The baseline characteristics were not different between the 2 groups (Table 2). Among 93 kidney transplant recipients who had completed vaccination, seroconversion was observed in 47 participants (50.5%). The seroconversion rates after completing vaccination in the 2-dose and 3-dose regimens were 51.7% and 48.5%, respectively (p = 0.769) (Table 3).
From the multivariate logistic regression analysis, three factors were significantly associated with seroconversion in both the two-dose and three-dose groups (Table 4). Participants with high estimated glomerular filtration rate (eGFR), high serum albumin level, and on low intensity immunosuppressive regimens had higher overall seroconversion rate (Table 4).
Adverse events
Hepatitis A vaccination was well tolerated by all kidney transplant recipients. The adverse events were not statistically different between the two groups. Pain at injection site and localized myalgia occurred in some participants. No serious adverse events were observed among the participants in both groups. Hepatitis A vaccination had no effect on both the kidney allograft and liver function in any of the participants.
Discussion
The results in the present study demonstrated that 285 of 401 kidney transplant recipients had positive results. The seroprevalence was 71.1%. Among seronegative recipients, the seroconversion rates at 1 month after vaccination in the standard 2-dose regimen (n = 60) and the 3-dose regimen (n = 33) were not different (p = 0.769) (Table 3). The adverse events were comparable between the two groups and were corrected by supportive treatment. Hepatitis A vaccination did not alter graft or liver function in kidney transplant recipients.

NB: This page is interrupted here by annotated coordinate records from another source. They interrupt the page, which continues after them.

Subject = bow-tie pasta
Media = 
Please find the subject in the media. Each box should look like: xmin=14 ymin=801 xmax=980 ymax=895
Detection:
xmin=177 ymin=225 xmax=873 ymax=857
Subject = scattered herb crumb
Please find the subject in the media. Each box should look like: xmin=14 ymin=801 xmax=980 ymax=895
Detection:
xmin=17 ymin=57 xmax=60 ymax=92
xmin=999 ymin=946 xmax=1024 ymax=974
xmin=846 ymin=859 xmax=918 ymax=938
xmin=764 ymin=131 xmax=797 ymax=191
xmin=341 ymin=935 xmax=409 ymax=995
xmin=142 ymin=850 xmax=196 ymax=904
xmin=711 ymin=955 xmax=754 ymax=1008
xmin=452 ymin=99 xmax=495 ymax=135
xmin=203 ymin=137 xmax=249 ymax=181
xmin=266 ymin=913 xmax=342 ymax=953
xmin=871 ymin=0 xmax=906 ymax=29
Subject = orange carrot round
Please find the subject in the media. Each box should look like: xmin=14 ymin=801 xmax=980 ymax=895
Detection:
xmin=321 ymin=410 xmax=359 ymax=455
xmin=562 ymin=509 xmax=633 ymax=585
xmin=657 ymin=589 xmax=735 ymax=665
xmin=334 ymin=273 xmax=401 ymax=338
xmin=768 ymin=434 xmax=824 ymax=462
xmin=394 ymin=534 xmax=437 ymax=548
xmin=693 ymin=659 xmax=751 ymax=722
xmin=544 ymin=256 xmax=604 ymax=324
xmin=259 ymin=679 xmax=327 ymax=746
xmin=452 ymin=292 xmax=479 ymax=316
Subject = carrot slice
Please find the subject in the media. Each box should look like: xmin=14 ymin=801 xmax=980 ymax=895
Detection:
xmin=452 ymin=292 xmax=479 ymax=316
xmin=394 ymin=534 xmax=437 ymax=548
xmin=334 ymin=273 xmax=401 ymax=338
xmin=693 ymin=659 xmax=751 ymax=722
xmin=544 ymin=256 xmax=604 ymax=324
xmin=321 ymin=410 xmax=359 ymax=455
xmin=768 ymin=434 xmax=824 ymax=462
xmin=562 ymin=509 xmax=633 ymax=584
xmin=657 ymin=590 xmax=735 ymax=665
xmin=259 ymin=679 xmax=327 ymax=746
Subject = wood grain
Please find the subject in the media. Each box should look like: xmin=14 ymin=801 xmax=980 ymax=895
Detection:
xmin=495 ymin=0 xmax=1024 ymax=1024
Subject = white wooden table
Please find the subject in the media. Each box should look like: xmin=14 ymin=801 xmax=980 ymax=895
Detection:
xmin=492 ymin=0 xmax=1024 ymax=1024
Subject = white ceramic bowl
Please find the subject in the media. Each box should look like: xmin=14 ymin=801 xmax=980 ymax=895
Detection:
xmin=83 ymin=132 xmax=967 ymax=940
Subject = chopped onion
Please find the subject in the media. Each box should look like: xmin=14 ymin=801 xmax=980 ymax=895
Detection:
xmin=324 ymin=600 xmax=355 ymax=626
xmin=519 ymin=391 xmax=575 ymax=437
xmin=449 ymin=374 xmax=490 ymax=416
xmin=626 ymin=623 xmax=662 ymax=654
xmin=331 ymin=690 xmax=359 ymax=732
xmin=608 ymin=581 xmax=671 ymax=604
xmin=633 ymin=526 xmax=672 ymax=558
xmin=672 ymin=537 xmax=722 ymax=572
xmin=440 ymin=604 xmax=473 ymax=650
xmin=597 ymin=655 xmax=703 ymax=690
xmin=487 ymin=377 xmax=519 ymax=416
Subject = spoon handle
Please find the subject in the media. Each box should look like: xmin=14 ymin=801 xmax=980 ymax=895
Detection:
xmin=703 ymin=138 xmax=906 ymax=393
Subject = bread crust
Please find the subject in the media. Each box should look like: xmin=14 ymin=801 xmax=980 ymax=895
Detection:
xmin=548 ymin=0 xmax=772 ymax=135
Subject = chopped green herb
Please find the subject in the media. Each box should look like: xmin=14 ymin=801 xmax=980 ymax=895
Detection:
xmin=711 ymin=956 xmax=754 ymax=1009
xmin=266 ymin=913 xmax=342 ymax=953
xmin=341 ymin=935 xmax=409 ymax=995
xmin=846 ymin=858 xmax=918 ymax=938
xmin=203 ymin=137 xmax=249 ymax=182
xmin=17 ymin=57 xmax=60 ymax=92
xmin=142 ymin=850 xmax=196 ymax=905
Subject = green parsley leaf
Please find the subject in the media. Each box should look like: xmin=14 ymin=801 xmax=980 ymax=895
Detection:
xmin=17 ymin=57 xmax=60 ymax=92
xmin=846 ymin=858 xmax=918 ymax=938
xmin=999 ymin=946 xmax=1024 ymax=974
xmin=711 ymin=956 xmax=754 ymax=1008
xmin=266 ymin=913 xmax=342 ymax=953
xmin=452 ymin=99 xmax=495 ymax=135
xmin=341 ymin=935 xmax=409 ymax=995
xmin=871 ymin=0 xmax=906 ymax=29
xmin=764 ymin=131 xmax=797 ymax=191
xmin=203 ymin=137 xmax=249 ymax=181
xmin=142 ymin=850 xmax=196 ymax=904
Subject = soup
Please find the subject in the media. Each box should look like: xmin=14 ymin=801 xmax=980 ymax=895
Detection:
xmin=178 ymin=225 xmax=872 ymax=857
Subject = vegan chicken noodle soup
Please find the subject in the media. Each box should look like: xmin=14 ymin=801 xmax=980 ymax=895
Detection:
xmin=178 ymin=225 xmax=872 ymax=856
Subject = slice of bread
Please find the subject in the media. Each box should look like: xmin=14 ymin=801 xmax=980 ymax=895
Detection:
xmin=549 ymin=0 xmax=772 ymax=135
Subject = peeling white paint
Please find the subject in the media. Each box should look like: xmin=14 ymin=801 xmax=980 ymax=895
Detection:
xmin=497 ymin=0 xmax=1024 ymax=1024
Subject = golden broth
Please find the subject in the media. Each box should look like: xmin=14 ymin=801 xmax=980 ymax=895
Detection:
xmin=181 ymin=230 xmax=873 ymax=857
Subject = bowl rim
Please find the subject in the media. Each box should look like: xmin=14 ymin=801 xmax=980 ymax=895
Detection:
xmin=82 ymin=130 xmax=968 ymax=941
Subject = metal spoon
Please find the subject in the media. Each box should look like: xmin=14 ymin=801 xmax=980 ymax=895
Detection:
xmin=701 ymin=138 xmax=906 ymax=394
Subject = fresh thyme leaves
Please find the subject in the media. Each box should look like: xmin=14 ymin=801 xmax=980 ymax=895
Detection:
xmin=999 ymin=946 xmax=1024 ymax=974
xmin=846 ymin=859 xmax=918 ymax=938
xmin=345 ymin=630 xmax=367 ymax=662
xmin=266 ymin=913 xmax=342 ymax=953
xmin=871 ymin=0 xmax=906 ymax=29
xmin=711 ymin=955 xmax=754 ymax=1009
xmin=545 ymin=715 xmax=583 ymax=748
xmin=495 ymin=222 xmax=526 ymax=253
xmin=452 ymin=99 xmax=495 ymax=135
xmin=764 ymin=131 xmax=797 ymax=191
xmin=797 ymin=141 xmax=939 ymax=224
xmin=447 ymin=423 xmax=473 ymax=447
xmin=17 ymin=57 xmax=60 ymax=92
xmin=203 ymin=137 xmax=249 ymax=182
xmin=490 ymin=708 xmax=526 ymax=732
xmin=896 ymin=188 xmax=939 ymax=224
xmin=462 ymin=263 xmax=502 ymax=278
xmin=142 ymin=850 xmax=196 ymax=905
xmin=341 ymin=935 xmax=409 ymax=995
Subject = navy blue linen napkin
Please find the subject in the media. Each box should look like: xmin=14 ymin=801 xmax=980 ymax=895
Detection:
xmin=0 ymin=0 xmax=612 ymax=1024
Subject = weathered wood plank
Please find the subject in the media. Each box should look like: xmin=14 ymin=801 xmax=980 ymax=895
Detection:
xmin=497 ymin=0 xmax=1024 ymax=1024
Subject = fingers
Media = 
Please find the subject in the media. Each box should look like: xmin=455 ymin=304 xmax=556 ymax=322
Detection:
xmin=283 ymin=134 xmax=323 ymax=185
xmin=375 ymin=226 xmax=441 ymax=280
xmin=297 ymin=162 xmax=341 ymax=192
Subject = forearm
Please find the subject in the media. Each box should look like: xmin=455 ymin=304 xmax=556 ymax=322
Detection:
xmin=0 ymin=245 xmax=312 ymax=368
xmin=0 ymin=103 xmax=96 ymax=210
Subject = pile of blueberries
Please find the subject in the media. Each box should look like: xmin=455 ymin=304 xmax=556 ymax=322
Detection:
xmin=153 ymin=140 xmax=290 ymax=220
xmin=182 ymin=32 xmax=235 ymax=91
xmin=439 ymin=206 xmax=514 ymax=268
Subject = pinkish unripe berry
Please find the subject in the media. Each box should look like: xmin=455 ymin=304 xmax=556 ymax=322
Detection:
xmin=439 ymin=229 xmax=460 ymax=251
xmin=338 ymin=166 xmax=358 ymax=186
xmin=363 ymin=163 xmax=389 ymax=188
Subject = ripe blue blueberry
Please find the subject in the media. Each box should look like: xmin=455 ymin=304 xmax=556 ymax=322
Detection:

In a previous study, the overall seroprevalence for HAV in healthy Thai population was 48.6%4. In the present study, the seroprevalence was 71.1% among kidney transplant recipients which was comparable to the seroprevalence of Thais aged 41 to 50 years (75.8%)4. Since the mean age of our participants was 49.9 years, the seroprevalence of HAV in kidney transplant recipients in the present work was considered similar to the general population4. Besides the age which is a well-known factor, we further identified that the male gender and time post-transplantation were also associated with positive anti-HAV IgG (Table 1). The lower immunosuppression may contribute to higher positivity rate of HAV IgG later in the course of kidney transplantation.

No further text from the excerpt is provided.